Eine einfache Notrufstruktur

Bitte diese Reihenfolge beachten: Wer ich bin, wo ich bin, was passiert ist, wie viele Personen es sind, mein Gesundheitszustand, das Wetter, Gefahren im Gelände, der Akkustand meines Handys. Wenn Sie etwas nicht wissen, sagen Sie es deutlich. Erfinden Sie keine Details. Wenn Sie sich nicht sicher sind, ob ein Knochen gebrochen ist, sagen Sie „Verdacht auf Bruch“ oder „Kann nicht stehen oder gehen“, anstatt eine Diagnose zu stellen.

Ejemplo: „Mein Name ist Daniel Brown. Ich rufe von dieser Nummer an. Wir sind drei Wanderer auf dem Pfad oberhalb der Rifugio Verde, etwa 40 Minuten nach der letzten Weggabelung, auf ungefähr 1,950 Metern Höhe. Eine Person ist ausgerutscht und kann nicht mehr auf dem linken Knöchel stehen. Er ist bei Bewusstsein und atmet normal. Das Wetter ist bewölkt, die Sicht ist gut, der Pfad ist schmal und steil. Ich habe GPS-Koordinaten und 42 % Akku.“

Nach dem Notruf bleiben Sie an Ihrem angegebenen Standort, es sei denn, der Einsatzleiter fordert Sie dazu auf oder es besteht Gefahr. Halten Sie die Leitung frei. Das Rettungsteam kann Sie zurückrufen, um Ihren Standort zu bestätigen, Sie in die Erste Hilfe einzuweisen oder Sie zu bitten, Sichtkontakt mit einem Hubschrauber oder einem Rettungsteam am Boden aufzunehmen.

Was tun, während man auf die Bergwacht wartet?

Die Wartezeit ist entscheidend. Die Rettung kann sich aufgrund von Entfernung, Gelände, Wetter, Dunkelheit, Hubschrauberverfügbarkeit, Lawinengefahr oder Kommunikationsproblemen verzögern. Ihre Aufgabe ist es, eine Verschlimmerung der Situation zu verhindern und die Gruppe zu schützen. Führen Sie keine gefährlichen, improvisierten Bewegungen aus, um den Rettern zu „helfen“. Ein weiterer Unfall verschärft die Situation nur noch.

Schützen Sie die verletzte oder erschöpfte Person.

  • Versetzen Sie sie nur, wenn eine unmittelbare Gefahr besteht, wie z. B. Steinschlag, Wasser, Blitzschlag oder Lawinengefahr.
  • Schützen Sie sich mit Jacken, einer Rettungsdecke oder Ersatzkleidung vor Kälte, Wind, Regen und direkter Sonneneinstrahlung.
  • Wenn die Person nicht gehen kann, sollte sie in einer stabilen, liegenden oder sitzenden Position gehalten werden.
  • Überprüfen Sie Bewusstsein, Atmung, Blutungen, Schmerzen und Zustandsveränderungen.
  • Einer bewusstlosen, verwirrten oder schwer verletzten Person dürfen keine Speisen oder Getränke gegeben werden.
  • Helme, Stiefel oder enge Kleidung dürfen nicht entfernt werden, wenn dadurch die Verletzung verschlimmert werden könnte, es sei denn, dies ist aus Sicherheitsgründen oder zur Ersten Hilfe erforderlich.
  • Führen Sie keine fortgeschrittenen Erste-Hilfe-Maßnahmen durch, es sei denn, Sie sind entsprechend geschult.

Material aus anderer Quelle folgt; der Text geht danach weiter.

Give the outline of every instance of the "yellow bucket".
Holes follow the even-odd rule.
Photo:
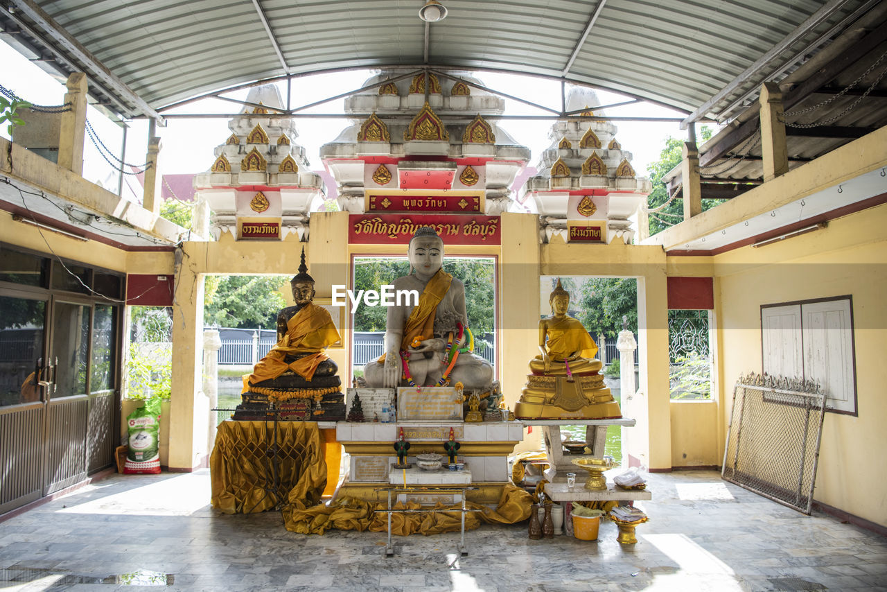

Sorgt für die Sicherheit der gesamten Gruppe.

In Notfällen konzentrieren sich die Menschen oft nur auf die verletzte Person und vergessen den Rest der Gruppe. Das ist gefährlich. Alle müssen warm, ausreichend mit Flüssigkeit versorgt, gut sichtbar und vor Stürzen, Kälte, Unwettern und Dunkelheit geschützt sein. Sind Kinder, ältere oder unerfahrene Personen in der Gruppe, sollte ein ruhiger Erwachsener die Aufsicht übernehmen. Die Gruppe darf nicht zusammenbleiben, es sei denn, die Einsatzleitung gibt andere Anweisungen.

Bereiten Sie Stirnlampen vor, falls es dunkel wird. Ziehen Sie sich warm an, bevor Sie zu frieren beginnen. Sichern Sie lose Gegenstände. Halten Sie Rucksäcke geschlossen. Legen Sie bei Kälte eine Isolierschicht zwischen die verletzte Person und den Boden. Schaffen Sie bei Hitze Schatten und vermeiden Sie unnötige Bewegungen. Falls Steinschlag- oder Lawinengefahr besteht, weisen Sie den Betreiber auf das Risiko hin und befolgen Sie seine Anweisungen.

Erleichtern Sie es, Ihren Standort zu finden

  • Lassen Sie Ihr Telefon eingeschaltet und erreichbar.
  • Aktivieren Sie den Energiesparmodus und vermeiden Sie unnötige Anrufe.
  • Das Telefon bleibt bei Kälte warm.
  • Bereiten Sie Koordinaten, Kartenausschnitte und Beschreibungen von Orientierungspunkten vor.
  • Tragen Sie helle Kleidung, eine Stirnlampe oder reflektierende Gegenstände, wenn die Retter Sichtkontakt benötigen.
  • Bitte schwenken Sie keine Wanderstöcke in der Nähe eines Hubschraubers und lassen Sie keine losen Gegenstände am Boden liegen.
  • Bleiben Sie an Ihrem jetzigen Ort, sofern Sie keine anderslautenden Anweisungen erhalten.
Wann man die Bergwacht rufen sollte

Bei Eintreffen des Rettungshubschraubers: korrektes Verhalten

Die Hubschrauberrettung ist wirkungsvoll, schnell und manchmal unerlässlich, aber nie einfach. Ein Hubschrauber wird nur dann eingesetzt, wenn die Einsatzleitstelle dies für angemessen und sicher hält. Wetter, Wind, Sichtverhältnisse, Gelände, Flughöhe, Landemöglichkeiten, Stromleitungen, Bäume, Dunkelheit und die Verfügbarkeit von Hubschraubern beeinflussen die Entscheidung.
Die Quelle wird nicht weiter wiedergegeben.